Vehhabilerin büyük imamlarından meşhur İbni Teymiye ve İbni Kayyıme'l-Cevzi gibi zatlar, Muhyiddin-i Arabi gibi büyük evliyaya karşı fazla hücum ettikleri ve güya Ehl-i Sünnetin mezhebini Şiilere karşı Hazret-i Ebu Bekir'in Hazret-i Ali'den faziletini müdafaa ediyorum diyerek, Hazret-i Ali'nin kıymetini çok düşürüyorlar. Harika faziletlerini adileştiriyorlar. Muhyiddin-i Arabi gibi çok evliyayı inkar ve tekfir ediyorlar.
Muhammed b. Abdilvehhab'in şefaat ve tevessül konusunda da, Ehl-i Sünnet'in anlayışından farklı bir anlayışa sahip olduğu açıktır. Şöyle ki, Ehl-i Sünnet, şefaatin elbette Allah'a ait ve ancak O'nun izni ile olacağına Hz. Peygamber'in büyük ve küçük günah işlemiş mü'minlere şefaatinin hak olduğuna inanır ve şefaat, Kitab, Sünnet ve icma ile sabittir, der.

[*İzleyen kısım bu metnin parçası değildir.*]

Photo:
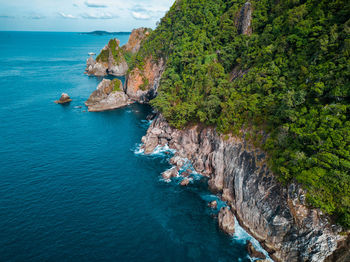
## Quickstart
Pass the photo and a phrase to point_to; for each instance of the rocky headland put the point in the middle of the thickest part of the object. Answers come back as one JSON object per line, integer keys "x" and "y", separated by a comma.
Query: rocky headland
{"x": 63, "y": 99}
{"x": 108, "y": 95}
{"x": 141, "y": 82}
{"x": 275, "y": 215}
{"x": 110, "y": 61}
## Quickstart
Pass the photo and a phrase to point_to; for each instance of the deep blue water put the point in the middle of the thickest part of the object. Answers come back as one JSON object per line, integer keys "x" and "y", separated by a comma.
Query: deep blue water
{"x": 71, "y": 186}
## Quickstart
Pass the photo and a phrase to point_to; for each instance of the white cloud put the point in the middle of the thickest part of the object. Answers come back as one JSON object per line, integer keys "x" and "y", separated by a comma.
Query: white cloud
{"x": 141, "y": 16}
{"x": 102, "y": 15}
{"x": 35, "y": 17}
{"x": 140, "y": 12}
{"x": 67, "y": 16}
{"x": 7, "y": 16}
{"x": 95, "y": 4}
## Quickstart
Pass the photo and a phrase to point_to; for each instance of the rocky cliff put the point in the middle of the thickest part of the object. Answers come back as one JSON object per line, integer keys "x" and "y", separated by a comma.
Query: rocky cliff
{"x": 275, "y": 215}
{"x": 108, "y": 95}
{"x": 142, "y": 83}
{"x": 134, "y": 43}
{"x": 110, "y": 61}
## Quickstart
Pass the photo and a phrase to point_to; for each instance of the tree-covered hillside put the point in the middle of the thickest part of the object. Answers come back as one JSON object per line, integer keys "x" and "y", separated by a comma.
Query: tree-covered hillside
{"x": 285, "y": 87}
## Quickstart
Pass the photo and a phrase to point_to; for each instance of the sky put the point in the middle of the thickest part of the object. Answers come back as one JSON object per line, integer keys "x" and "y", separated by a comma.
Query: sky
{"x": 80, "y": 15}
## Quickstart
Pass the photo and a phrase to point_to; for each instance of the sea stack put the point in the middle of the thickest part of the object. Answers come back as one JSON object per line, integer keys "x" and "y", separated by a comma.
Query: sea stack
{"x": 63, "y": 99}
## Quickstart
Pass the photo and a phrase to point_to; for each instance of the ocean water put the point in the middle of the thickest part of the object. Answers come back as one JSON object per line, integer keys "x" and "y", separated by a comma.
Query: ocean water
{"x": 72, "y": 185}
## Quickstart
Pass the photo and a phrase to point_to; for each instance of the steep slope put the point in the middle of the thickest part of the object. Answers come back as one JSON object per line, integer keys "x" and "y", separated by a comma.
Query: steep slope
{"x": 275, "y": 215}
{"x": 279, "y": 79}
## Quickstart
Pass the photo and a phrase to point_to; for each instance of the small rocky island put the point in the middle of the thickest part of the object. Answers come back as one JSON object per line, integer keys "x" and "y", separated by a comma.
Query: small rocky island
{"x": 141, "y": 83}
{"x": 63, "y": 99}
{"x": 277, "y": 215}
{"x": 108, "y": 95}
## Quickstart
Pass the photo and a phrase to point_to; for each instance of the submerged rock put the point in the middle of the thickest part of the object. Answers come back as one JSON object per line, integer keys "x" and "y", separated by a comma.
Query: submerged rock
{"x": 253, "y": 252}
{"x": 213, "y": 204}
{"x": 170, "y": 173}
{"x": 107, "y": 96}
{"x": 226, "y": 220}
{"x": 63, "y": 99}
{"x": 185, "y": 182}
{"x": 275, "y": 215}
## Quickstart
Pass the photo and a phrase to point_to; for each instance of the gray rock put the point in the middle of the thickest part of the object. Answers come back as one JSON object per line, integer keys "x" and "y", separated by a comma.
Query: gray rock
{"x": 185, "y": 182}
{"x": 275, "y": 215}
{"x": 63, "y": 99}
{"x": 170, "y": 173}
{"x": 253, "y": 252}
{"x": 106, "y": 98}
{"x": 226, "y": 220}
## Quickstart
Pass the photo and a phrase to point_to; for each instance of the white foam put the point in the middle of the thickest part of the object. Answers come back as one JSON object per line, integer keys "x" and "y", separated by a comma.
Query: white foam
{"x": 139, "y": 150}
{"x": 242, "y": 236}
{"x": 162, "y": 150}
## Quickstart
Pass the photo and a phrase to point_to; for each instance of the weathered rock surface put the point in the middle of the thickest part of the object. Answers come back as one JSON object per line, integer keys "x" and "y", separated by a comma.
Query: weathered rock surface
{"x": 185, "y": 182}
{"x": 253, "y": 252}
{"x": 275, "y": 215}
{"x": 226, "y": 220}
{"x": 110, "y": 61}
{"x": 170, "y": 173}
{"x": 137, "y": 36}
{"x": 63, "y": 99}
{"x": 213, "y": 204}
{"x": 142, "y": 84}
{"x": 107, "y": 96}
{"x": 244, "y": 19}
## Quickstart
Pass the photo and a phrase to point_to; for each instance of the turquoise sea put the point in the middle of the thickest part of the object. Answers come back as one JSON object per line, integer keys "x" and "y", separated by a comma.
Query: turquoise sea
{"x": 73, "y": 186}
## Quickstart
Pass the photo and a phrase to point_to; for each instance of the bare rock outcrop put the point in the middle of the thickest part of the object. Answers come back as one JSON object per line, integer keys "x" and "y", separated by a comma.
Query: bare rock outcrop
{"x": 142, "y": 84}
{"x": 107, "y": 96}
{"x": 63, "y": 99}
{"x": 276, "y": 215}
{"x": 226, "y": 220}
{"x": 137, "y": 36}
{"x": 110, "y": 61}
{"x": 253, "y": 252}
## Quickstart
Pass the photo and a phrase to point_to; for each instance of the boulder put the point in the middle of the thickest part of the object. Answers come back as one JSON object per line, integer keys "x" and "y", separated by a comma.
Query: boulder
{"x": 226, "y": 220}
{"x": 107, "y": 96}
{"x": 137, "y": 36}
{"x": 185, "y": 174}
{"x": 110, "y": 61}
{"x": 142, "y": 83}
{"x": 177, "y": 161}
{"x": 63, "y": 99}
{"x": 253, "y": 252}
{"x": 213, "y": 204}
{"x": 185, "y": 182}
{"x": 151, "y": 142}
{"x": 170, "y": 173}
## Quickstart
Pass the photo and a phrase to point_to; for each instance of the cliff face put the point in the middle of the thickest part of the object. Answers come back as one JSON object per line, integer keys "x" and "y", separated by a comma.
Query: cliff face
{"x": 142, "y": 84}
{"x": 277, "y": 216}
{"x": 135, "y": 40}
{"x": 110, "y": 61}
{"x": 107, "y": 96}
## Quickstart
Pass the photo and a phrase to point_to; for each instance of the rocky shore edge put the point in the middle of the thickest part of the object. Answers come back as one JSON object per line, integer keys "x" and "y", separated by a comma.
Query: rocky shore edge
{"x": 277, "y": 216}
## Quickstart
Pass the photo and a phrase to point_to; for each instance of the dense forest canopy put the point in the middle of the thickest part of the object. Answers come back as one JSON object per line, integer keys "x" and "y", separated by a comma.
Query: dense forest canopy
{"x": 285, "y": 87}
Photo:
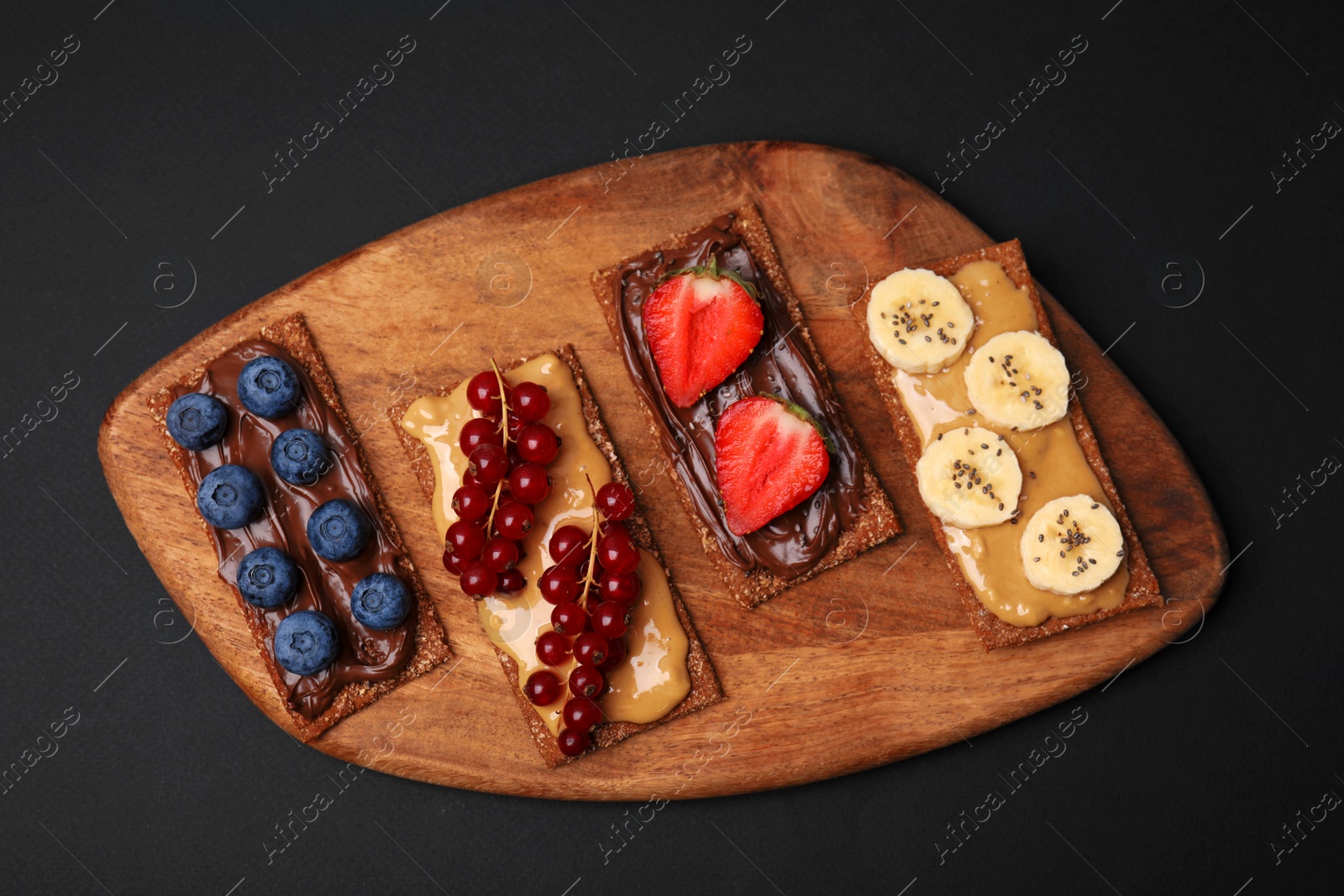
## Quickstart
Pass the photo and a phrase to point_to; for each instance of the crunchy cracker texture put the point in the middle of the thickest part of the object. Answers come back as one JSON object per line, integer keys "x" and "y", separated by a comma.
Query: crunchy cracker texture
{"x": 432, "y": 647}
{"x": 705, "y": 684}
{"x": 874, "y": 526}
{"x": 992, "y": 631}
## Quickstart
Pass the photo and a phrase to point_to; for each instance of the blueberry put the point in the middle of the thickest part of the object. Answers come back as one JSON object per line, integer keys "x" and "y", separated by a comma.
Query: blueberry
{"x": 306, "y": 642}
{"x": 268, "y": 578}
{"x": 339, "y": 530}
{"x": 300, "y": 457}
{"x": 268, "y": 387}
{"x": 197, "y": 421}
{"x": 381, "y": 602}
{"x": 230, "y": 497}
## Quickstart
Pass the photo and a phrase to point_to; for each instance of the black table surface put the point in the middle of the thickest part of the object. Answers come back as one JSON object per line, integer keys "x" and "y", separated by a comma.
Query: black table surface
{"x": 1147, "y": 181}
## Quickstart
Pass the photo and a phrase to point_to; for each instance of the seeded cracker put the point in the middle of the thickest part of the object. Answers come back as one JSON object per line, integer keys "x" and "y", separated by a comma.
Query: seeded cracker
{"x": 432, "y": 647}
{"x": 992, "y": 631}
{"x": 705, "y": 684}
{"x": 878, "y": 520}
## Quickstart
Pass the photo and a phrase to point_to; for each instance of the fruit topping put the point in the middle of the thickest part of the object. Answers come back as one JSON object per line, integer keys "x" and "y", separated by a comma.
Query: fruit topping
{"x": 1019, "y": 380}
{"x": 306, "y": 642}
{"x": 702, "y": 322}
{"x": 339, "y": 530}
{"x": 230, "y": 497}
{"x": 269, "y": 387}
{"x": 381, "y": 602}
{"x": 918, "y": 322}
{"x": 969, "y": 477}
{"x": 770, "y": 457}
{"x": 268, "y": 578}
{"x": 300, "y": 457}
{"x": 197, "y": 421}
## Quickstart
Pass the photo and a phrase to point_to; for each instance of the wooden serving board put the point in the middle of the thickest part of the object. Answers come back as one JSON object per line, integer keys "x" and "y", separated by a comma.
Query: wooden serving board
{"x": 867, "y": 664}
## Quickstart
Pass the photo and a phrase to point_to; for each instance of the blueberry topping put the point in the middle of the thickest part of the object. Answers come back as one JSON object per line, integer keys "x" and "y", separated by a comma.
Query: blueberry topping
{"x": 268, "y": 387}
{"x": 300, "y": 457}
{"x": 381, "y": 602}
{"x": 268, "y": 578}
{"x": 339, "y": 530}
{"x": 306, "y": 642}
{"x": 230, "y": 497}
{"x": 197, "y": 421}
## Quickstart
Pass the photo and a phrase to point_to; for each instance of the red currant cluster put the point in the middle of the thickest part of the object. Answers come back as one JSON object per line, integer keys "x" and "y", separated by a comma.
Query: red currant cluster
{"x": 593, "y": 584}
{"x": 507, "y": 450}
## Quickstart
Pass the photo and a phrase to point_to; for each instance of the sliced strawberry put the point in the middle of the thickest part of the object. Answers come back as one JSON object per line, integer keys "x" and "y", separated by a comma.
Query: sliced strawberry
{"x": 770, "y": 457}
{"x": 702, "y": 322}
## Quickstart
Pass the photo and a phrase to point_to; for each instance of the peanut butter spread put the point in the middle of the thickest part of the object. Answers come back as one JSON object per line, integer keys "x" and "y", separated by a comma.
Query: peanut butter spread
{"x": 654, "y": 678}
{"x": 1053, "y": 463}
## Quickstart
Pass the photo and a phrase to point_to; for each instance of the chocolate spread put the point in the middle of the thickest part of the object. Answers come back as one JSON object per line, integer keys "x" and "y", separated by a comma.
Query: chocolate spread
{"x": 781, "y": 364}
{"x": 365, "y": 654}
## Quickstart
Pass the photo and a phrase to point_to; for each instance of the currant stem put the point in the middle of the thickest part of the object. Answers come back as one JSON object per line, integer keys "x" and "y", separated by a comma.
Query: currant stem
{"x": 504, "y": 409}
{"x": 588, "y": 579}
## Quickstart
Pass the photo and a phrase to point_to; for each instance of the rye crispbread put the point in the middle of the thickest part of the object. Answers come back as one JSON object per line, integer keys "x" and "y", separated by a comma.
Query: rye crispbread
{"x": 994, "y": 631}
{"x": 873, "y": 527}
{"x": 432, "y": 647}
{"x": 705, "y": 684}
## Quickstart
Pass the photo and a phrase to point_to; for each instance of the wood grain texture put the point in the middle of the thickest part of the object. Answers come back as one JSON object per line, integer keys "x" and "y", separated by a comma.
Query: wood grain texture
{"x": 870, "y": 663}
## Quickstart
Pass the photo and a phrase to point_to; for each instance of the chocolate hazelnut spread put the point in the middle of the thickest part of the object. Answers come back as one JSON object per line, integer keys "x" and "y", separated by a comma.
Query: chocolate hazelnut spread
{"x": 363, "y": 654}
{"x": 781, "y": 364}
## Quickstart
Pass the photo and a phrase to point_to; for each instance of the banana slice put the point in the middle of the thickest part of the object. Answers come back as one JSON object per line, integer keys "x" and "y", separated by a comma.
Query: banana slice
{"x": 1019, "y": 379}
{"x": 1072, "y": 546}
{"x": 918, "y": 322}
{"x": 969, "y": 477}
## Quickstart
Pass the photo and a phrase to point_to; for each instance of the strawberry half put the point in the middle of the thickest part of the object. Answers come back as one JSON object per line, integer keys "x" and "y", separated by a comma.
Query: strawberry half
{"x": 702, "y": 322}
{"x": 772, "y": 456}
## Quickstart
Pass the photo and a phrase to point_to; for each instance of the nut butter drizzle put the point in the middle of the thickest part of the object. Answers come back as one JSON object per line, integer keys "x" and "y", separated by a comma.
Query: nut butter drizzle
{"x": 781, "y": 364}
{"x": 1053, "y": 463}
{"x": 365, "y": 654}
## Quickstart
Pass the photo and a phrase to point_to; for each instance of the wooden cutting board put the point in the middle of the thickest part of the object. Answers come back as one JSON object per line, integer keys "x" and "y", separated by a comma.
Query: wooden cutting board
{"x": 870, "y": 663}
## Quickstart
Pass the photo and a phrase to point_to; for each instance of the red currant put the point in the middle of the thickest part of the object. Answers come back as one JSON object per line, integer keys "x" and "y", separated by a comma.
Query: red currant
{"x": 569, "y": 618}
{"x": 501, "y": 553}
{"x": 514, "y": 520}
{"x": 581, "y": 715}
{"x": 622, "y": 587}
{"x": 470, "y": 503}
{"x": 483, "y": 392}
{"x": 617, "y": 553}
{"x": 537, "y": 443}
{"x": 616, "y": 501}
{"x": 569, "y": 546}
{"x": 479, "y": 579}
{"x": 573, "y": 743}
{"x": 542, "y": 688}
{"x": 465, "y": 540}
{"x": 479, "y": 432}
{"x": 530, "y": 484}
{"x": 586, "y": 681}
{"x": 558, "y": 584}
{"x": 611, "y": 620}
{"x": 591, "y": 649}
{"x": 531, "y": 401}
{"x": 616, "y": 653}
{"x": 553, "y": 647}
{"x": 488, "y": 463}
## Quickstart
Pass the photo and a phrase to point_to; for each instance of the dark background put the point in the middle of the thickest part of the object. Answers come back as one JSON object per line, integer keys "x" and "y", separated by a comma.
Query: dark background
{"x": 1173, "y": 118}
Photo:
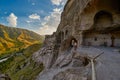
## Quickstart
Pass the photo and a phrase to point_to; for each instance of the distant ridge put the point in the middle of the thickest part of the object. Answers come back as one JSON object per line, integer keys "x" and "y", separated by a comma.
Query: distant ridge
{"x": 13, "y": 39}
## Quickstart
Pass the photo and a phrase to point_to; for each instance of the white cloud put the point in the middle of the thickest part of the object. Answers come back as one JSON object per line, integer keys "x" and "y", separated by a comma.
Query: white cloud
{"x": 34, "y": 16}
{"x": 58, "y": 2}
{"x": 12, "y": 19}
{"x": 50, "y": 23}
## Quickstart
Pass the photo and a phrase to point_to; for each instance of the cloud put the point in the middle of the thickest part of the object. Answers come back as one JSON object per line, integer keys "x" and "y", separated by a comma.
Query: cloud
{"x": 58, "y": 2}
{"x": 12, "y": 19}
{"x": 50, "y": 23}
{"x": 34, "y": 16}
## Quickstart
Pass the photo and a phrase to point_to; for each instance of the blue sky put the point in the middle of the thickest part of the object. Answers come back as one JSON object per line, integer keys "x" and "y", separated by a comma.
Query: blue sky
{"x": 41, "y": 16}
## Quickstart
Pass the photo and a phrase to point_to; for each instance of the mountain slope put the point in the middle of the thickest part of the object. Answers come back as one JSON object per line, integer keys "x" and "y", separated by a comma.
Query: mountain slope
{"x": 15, "y": 39}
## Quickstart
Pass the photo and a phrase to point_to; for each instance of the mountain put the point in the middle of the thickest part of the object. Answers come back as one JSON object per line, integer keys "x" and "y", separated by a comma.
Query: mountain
{"x": 15, "y": 39}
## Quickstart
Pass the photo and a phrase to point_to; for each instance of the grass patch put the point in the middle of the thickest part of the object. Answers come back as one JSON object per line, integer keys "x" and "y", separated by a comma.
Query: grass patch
{"x": 21, "y": 66}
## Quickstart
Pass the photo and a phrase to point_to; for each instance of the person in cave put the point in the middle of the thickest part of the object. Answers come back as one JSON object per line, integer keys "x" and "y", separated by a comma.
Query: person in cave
{"x": 75, "y": 45}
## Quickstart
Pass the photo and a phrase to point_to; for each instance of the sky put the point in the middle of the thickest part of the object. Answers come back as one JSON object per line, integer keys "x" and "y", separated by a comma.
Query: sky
{"x": 40, "y": 16}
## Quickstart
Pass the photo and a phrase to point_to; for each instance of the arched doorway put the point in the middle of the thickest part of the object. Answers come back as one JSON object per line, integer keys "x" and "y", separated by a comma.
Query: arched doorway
{"x": 103, "y": 19}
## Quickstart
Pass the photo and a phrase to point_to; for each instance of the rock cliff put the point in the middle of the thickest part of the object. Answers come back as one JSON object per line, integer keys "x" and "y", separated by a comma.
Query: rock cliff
{"x": 94, "y": 26}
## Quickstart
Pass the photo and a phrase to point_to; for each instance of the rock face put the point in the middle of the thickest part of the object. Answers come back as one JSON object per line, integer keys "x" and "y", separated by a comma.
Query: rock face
{"x": 88, "y": 23}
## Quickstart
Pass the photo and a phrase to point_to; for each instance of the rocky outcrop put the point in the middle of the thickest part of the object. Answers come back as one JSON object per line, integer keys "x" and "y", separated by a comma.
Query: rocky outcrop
{"x": 89, "y": 23}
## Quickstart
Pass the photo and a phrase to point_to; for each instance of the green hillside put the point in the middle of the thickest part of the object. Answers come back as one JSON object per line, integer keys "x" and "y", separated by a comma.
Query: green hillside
{"x": 16, "y": 39}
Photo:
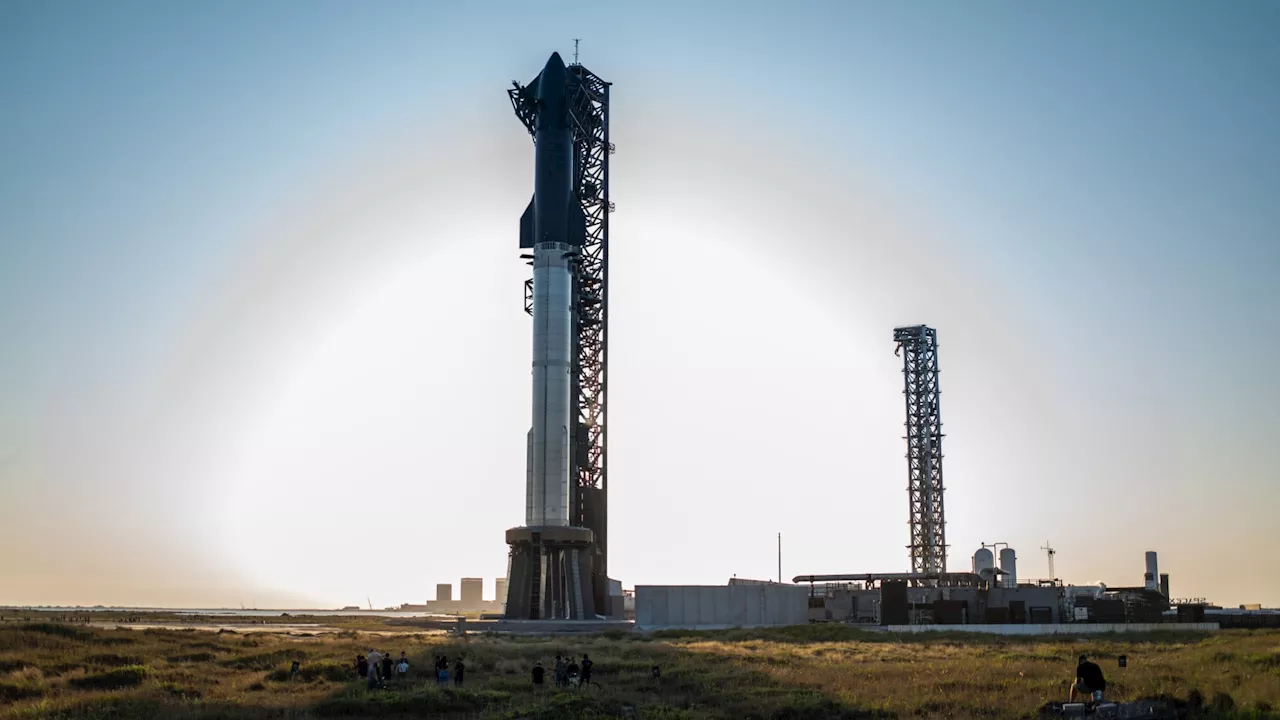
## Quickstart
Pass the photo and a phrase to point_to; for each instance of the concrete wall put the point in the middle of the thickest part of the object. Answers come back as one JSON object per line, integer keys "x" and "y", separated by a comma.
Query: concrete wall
{"x": 721, "y": 606}
{"x": 1056, "y": 629}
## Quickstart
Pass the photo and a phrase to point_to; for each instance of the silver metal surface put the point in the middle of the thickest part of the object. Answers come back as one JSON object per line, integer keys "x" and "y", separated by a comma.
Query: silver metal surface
{"x": 1009, "y": 564}
{"x": 983, "y": 561}
{"x": 553, "y": 326}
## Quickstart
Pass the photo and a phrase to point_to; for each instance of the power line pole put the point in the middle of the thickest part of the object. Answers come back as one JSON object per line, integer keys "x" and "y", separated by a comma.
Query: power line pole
{"x": 780, "y": 559}
{"x": 1048, "y": 550}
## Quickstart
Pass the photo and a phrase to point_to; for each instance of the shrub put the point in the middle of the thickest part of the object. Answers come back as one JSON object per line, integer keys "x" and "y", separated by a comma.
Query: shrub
{"x": 13, "y": 665}
{"x": 110, "y": 660}
{"x": 179, "y": 692}
{"x": 192, "y": 657}
{"x": 23, "y": 684}
{"x": 124, "y": 677}
{"x": 318, "y": 670}
{"x": 264, "y": 660}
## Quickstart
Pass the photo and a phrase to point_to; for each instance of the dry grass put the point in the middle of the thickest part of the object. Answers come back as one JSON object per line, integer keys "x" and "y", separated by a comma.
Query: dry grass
{"x": 58, "y": 671}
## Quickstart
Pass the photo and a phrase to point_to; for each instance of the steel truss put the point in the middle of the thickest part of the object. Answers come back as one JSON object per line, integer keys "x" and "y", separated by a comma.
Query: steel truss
{"x": 918, "y": 345}
{"x": 589, "y": 110}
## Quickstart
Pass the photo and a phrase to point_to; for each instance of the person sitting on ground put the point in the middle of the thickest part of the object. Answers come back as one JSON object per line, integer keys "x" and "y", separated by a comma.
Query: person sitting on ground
{"x": 1089, "y": 682}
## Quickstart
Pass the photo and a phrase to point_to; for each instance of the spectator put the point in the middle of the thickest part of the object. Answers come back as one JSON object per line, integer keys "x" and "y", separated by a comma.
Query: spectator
{"x": 561, "y": 671}
{"x": 442, "y": 673}
{"x": 1089, "y": 682}
{"x": 375, "y": 660}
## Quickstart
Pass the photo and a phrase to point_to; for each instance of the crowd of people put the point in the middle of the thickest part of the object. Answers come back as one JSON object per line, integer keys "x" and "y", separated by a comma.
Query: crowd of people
{"x": 568, "y": 671}
{"x": 380, "y": 668}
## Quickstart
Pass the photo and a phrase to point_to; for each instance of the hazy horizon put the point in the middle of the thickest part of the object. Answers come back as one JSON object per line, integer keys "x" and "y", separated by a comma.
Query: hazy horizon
{"x": 264, "y": 343}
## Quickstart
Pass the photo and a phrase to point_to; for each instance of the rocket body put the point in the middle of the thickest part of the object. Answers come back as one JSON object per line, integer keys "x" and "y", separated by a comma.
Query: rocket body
{"x": 554, "y": 229}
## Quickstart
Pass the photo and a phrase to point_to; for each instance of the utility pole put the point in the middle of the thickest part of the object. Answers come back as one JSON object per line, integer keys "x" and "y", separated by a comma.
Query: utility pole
{"x": 780, "y": 559}
{"x": 1048, "y": 550}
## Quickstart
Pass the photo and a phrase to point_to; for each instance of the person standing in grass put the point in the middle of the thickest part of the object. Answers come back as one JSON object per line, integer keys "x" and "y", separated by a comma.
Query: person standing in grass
{"x": 375, "y": 660}
{"x": 561, "y": 671}
{"x": 1088, "y": 680}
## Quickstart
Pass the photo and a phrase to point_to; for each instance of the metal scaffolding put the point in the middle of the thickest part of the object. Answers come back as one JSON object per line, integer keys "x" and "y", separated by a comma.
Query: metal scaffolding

Ayrıca Vehabilerin, tevessülü ibadet şeklinde anlayarak karşı çıkmaları da yanlıştır; çünkü ibadet, Allah'a tarifsiz bir inanç ile boyun eğmek, kulluk etmektir. Tevessül ise, bir şeye yaklaşmak, aracı kılmaktır. Görülüyor ki tevessülde, kesinlikle ubudiyyet, yani kulluk bulunmamakta ve belki samimi bir hürmet söz konusudur. Bu hususta ashabın Resulullah'a tevessülü, bizzat O'nun başkaları için Allah'a tevessülü ve vefatlarından sonra da O'nun ve salih kişilerin aracı kılınması, Ehl-i Sünnet'in tamamen benimsediği ve üstelik bütünüyle Kur'an'ın ruhuna uygun bir davranıştır(11).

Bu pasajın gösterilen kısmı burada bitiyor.